Sorry to hear you're struggling.
I have a 2 year old too, and we've been finding it tricky with the hitting. While she's currently an only child, and it's only ever me, it's been in response to any little thing I say which isn't "of COURSE you can".
It's been going on for a while and I'd also given each of the above a good go. The thing that's finally calmed things right down is removing myself.
"I'm going to leave the room now to keep myself safe. I will not let you hit me".
Then I leave. She immediately chases me and says sorry and strokes whichever bit she hit.
Quite often now, if she does hit, she'll say sorry before I've even opened my mouth.

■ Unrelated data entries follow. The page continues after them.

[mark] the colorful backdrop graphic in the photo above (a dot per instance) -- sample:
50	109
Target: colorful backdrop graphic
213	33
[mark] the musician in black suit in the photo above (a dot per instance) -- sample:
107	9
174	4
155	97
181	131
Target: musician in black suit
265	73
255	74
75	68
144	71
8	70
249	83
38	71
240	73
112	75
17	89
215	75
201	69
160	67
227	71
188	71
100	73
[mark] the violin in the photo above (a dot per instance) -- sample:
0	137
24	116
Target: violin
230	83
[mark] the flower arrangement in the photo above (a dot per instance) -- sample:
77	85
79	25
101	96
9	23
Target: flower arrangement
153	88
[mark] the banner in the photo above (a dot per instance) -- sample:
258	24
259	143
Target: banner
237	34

It's reduced a lot over the last few weeks and things are definitely easier. Beforehand she'd just chase me down to keep hitting me.
As she's gotten older I've also found it easier to discuss things with her. Not in the moment but at other times. She'll tell me someone hit her at nursery. I'll say "oh no, how did you feel when that happened?" And she's able to tell me how sad she felt. I've then been able to explain to her that using our hands to hit people makes them really sad and isn't kind at all.
So on the odd time she's hit me lately, it'll be a few hours later when it's long forgotten and she'll come and tell me how she'd made me sad by using her unkind hands and that she's sorry again.
Obviously the understanding comes with age and at the moment their feelings are big and their coping skills for them are small. So in the meantime, moving away when possible can be the negative effect they need.
I also make a huge deal out of her kind hands. Every kiss or cuddle gets full attention and "oh wow, thank you for being so kind. It's made me SO happy!!" And that positive reinforcement went alongside things.
It gets easier, I promise. Just stick with whatever thing you try and that boundary will eventually hold!